Contam que Nelson Mandela, já na qualidade de Presidente da África do Sul, encontrou em um restaurante um de seus torturadores do tempo de prisão. O homem tentou se esconder de todos os jeitos, mas Mandela fez questão de ir até a mesa onde ele estava e apertar amistosamente sua mão. Mais tarde alguém perguntou a Mandela porque tinha tido uma atitude tão respeitosa com alguém que o torturou e humilhou durante tanto anos. A resposta foi algo do tipo “Se eu procedesse com ele do mesmo jeito que ele fazia comigo, eu estaria sendo igual a ele. E não se constrói uma nação com vingança, mas sim com tolerância”. Se vivesse no Brasil e conhecesse o brilhante poeta Emicida, provavelmente repetiria com ele “prá que amanhã não seja só um ontem com novo nome”. Simples e profundo.

Onde quer que estejam, tenho certeza que o grande Mandela e o nosso bom Chico devem estar muito tristes ao ver que as sementes que generosamente plantaram não deram muitos frutos. Pelo contrário, estamos em uma época de ódio e revanchismo como eu nunca vi em meus 68 anos de vida. Não existem mãos estendidas, apenas punhos cerrados. O perdão está “off”; todo mundo quer vingança, nada é desculpável, os teclados viraram espadas sedentas do sangue dos infiéis, seja o assunto política, racismo, religião ou até o inocente futebol. Lembrando o imortal Lupicinio Rodrigues, “só vingança, vingança, vingança, aos santos clamar”. Pobres dos santos, habituados a outro tipo de linguagem…

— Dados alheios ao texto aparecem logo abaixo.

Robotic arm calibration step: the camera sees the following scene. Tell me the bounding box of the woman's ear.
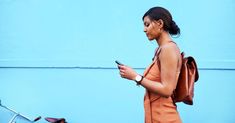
[157,19,164,28]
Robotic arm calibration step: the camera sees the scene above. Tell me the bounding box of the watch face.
[135,75,141,82]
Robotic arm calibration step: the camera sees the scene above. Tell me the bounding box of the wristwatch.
[135,74,144,85]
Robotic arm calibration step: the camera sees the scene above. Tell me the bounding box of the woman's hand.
[118,65,138,80]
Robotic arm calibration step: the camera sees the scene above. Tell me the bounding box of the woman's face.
[144,16,160,41]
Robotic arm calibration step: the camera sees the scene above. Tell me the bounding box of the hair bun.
[169,20,180,35]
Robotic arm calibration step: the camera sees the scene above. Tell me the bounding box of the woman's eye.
[144,23,149,27]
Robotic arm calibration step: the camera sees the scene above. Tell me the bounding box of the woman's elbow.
[162,89,173,98]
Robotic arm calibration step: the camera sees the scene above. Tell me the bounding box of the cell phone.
[115,60,123,65]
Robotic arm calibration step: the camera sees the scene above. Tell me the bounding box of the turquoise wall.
[0,0,235,123]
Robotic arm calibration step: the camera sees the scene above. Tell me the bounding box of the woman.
[118,7,182,123]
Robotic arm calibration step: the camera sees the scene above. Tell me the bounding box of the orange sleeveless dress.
[144,47,182,123]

Aproveitando a virada do ano, peço aos “migues” uma reflexão sobre como é perigoso este comportamento. E proponho trocar a seriedade trevosa dos profetas do caos que andam circulando pelas redes anti-sociais pela leveza dos poetas e escritores, os verdadeiros mensageiros de Deus.  Ou vocês pensam que Alceu Valença estava brincando quando falou “A voz do anjo sussurrou no meu ouvido”? Pensei em algumas citações que me parecem coerentes para os tempos em que estamos vivendo. Afinal, de poeta e profeta todo mundo tem um pouco, E cheguei ao decálogo abaixo.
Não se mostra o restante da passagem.